Видимо, русское одноголосие - кульминационная точка развития православной музыкальной культуры. Представляется, что никакая другая музыка не может так выразить православные тексты, и это не случайно. В.В.Медушевский размышляет: "Что представляет собой хоровой унисон монодии с духовной точки зрения? Теперешнему слуху тесно в нем: слух жаждет богатства впечатлений, фактурного простора, широких пространств, дабы ничто не стесняло вожделенной мечтательной свободы. Он испытывает нечто вроде "сенсорной депривации" – мучительных состояний человека при уменьшении потока чувственных впечатлений. Хоровой унисон - нечто совершенно особенное. В акустическом отношении - предел узости и тесноты; зато в духовном смысле приоткрываются здесь широкие горизонты
содружественности. Это одно из проявлений великой тайны, заповеданной нам Христом, - тайны узкого пути, ведущего в свободу чад Божиих." Честно говоря, после одноголосного пения не хочется уже никаких "вертикальных" красот, ибо душа наслаждается таким умозрением, какое только способна воспринять. "Люби Бога так, как он заповедал любить Его, а не так, как думают любить Его самообольщенные мечтатели" – писал святитель Игнатий Брянчанинов, и выполнить хоть немного это пожелание святого легче, внимая одноголосным песнопениям, освященным чистотой жизни их создателей, их великой любовью к Богу и людям.

 

Думается, необходимо обобщить опыт тех немногочисленных регентов и педагогов, которые работают сейчас с допартесными песнопениями. Острая нехватка методических пособий, ориентированных на современных нам певчих, желающих освоить древние песнопения, а также нехватка пособий, адресованных детям - серьезнейшая проблема.

 

Образцы древнего певческого искусства, думается, будут востребованы все больше и больше, ибо представляют собой уникальный, самобытный национальный русский музыкальный певческий стиль, отражающий, как зеркало, своеобразие души народной, взгляда народного на мир. И здесь очень хочется привести еще одно рассуждение проф. В.В.Медушевского: "Говорят, своеобразие народного жизнеощущения как предметного содержания национального стиля определяется множеством факторов, среди них климат, ландшафты, темперамент народа. Это не последнее основание! Господь меняет обстоятельства и среду обитания народов при изменении их души и ради ее преображения. Пишут о безкрайности русской земли, отпечатлевшейся в стиле русской культуры.

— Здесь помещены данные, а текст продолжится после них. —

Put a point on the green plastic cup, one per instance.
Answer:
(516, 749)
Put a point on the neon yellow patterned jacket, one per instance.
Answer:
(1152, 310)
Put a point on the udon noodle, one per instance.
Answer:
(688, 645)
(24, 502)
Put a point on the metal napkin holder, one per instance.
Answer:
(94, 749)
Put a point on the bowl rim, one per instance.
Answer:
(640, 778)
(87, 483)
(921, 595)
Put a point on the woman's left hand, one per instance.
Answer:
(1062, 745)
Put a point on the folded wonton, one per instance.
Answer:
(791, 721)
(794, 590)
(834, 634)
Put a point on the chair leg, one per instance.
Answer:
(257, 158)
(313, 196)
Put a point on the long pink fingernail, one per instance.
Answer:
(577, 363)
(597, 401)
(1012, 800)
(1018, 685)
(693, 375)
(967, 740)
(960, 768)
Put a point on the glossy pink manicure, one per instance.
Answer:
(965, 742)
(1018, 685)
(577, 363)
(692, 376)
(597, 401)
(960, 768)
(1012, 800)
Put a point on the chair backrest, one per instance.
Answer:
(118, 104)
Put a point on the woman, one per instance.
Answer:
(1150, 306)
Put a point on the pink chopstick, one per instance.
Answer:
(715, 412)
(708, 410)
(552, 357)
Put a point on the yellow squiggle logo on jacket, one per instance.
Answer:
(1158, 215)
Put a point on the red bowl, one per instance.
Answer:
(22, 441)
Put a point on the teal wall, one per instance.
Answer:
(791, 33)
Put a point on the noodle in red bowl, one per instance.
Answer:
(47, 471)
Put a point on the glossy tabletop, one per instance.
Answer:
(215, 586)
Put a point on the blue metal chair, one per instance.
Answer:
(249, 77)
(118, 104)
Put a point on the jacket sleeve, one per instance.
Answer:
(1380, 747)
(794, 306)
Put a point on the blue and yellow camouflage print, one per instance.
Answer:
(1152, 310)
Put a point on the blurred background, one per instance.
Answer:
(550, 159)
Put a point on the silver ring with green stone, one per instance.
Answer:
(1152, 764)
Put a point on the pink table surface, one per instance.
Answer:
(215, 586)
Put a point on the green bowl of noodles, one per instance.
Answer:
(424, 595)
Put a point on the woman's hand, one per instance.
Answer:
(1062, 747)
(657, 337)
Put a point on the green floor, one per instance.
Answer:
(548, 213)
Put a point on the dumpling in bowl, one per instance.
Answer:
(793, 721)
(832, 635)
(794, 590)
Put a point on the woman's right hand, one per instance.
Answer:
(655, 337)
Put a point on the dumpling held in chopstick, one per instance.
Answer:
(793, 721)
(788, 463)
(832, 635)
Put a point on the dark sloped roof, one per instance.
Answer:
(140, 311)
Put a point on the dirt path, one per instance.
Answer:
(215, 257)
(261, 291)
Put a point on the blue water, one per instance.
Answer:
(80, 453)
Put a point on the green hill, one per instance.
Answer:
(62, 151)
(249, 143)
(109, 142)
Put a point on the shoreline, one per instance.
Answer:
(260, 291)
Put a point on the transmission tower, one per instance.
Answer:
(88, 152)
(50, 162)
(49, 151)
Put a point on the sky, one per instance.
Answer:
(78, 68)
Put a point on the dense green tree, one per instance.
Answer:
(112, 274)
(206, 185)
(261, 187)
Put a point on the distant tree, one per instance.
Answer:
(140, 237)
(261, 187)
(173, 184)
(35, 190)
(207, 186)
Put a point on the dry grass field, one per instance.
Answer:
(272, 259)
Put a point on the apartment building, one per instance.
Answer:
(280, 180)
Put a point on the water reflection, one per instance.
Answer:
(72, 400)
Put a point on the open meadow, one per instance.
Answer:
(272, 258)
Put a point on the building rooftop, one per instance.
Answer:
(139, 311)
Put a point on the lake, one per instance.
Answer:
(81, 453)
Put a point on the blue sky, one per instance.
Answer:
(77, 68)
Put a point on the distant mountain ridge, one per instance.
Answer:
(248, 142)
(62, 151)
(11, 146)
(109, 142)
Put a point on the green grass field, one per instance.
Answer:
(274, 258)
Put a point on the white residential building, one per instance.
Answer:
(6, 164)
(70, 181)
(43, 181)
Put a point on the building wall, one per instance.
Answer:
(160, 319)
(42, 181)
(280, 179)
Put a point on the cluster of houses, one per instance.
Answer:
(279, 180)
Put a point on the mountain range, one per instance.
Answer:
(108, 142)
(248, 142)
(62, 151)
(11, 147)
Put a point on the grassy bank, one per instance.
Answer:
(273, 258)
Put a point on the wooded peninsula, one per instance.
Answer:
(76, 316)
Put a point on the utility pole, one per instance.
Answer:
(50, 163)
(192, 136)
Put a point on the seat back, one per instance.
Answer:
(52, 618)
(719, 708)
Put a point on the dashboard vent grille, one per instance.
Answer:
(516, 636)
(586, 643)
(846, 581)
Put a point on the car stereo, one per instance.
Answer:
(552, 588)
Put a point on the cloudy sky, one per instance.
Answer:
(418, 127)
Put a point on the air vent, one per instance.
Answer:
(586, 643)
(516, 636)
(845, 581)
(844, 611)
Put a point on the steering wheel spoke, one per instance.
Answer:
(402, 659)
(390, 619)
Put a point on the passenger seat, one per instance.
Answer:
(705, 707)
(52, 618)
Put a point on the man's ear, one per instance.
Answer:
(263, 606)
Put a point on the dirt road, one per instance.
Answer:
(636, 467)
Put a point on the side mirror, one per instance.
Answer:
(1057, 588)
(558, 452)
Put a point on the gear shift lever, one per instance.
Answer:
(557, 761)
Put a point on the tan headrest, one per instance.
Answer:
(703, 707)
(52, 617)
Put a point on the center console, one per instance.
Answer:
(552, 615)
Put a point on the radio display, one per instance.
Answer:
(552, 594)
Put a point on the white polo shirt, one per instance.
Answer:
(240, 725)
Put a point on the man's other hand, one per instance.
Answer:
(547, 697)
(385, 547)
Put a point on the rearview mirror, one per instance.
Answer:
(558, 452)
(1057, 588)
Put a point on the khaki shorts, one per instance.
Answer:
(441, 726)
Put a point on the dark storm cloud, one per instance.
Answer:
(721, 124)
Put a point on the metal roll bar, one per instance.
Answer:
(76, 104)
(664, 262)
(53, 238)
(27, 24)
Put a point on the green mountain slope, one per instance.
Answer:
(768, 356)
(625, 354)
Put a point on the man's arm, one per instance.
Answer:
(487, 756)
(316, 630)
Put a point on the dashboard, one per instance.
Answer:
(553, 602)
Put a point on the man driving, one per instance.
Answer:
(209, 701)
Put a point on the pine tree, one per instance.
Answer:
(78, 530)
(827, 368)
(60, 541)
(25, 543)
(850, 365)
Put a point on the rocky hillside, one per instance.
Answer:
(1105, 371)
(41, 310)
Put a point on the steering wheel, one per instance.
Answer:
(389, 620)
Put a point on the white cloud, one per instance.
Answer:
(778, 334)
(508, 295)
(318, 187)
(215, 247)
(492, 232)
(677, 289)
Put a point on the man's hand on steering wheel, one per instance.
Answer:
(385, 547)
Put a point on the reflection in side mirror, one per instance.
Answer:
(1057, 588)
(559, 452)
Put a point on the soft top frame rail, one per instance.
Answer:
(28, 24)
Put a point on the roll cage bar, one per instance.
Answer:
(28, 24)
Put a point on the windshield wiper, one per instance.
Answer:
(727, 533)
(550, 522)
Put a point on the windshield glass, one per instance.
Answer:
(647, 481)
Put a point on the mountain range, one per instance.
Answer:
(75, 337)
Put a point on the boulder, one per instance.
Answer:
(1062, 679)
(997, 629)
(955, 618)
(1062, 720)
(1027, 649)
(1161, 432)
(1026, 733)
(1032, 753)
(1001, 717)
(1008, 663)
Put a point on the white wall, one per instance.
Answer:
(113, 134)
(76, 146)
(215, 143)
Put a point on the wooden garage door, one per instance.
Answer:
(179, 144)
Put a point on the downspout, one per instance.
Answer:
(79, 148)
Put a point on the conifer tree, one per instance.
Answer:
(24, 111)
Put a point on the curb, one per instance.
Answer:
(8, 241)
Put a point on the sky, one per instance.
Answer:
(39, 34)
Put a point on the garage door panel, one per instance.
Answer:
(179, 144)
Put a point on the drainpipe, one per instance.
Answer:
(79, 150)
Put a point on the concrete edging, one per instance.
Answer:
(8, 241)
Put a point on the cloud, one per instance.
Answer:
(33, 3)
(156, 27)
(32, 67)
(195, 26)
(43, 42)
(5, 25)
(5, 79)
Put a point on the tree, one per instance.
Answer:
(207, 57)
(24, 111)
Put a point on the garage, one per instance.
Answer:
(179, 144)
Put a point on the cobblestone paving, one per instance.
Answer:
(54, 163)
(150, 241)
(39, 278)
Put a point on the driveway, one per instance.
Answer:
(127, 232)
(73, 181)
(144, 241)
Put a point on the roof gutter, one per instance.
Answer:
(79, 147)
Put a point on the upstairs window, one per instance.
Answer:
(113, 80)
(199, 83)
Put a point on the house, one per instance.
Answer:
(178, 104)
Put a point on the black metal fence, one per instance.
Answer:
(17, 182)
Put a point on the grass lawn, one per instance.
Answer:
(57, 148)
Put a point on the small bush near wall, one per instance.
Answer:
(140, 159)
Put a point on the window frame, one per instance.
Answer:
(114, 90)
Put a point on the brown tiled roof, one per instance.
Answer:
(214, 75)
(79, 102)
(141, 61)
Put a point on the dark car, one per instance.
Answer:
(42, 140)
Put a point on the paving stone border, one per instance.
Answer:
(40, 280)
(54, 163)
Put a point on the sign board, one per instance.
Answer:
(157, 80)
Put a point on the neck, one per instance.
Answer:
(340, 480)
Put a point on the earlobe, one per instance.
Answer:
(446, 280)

Но не прежде ли преобразилась душа,расширилась до великодушия, до способности положить жизнь за святость земли, на которой открылся ей Бог?" И - интересно - не является ли резкое уменьшение границ русской земли, наблюдаемое ныне нами, также свидетельством изменений души народной, ее измельчании и обнищании? И как знать - не поможет ли ей вновь обрести свои прекрасные качества, в числе прочих средств, обращение к чистому и незамутненному источнику - древнерусским песнопениям?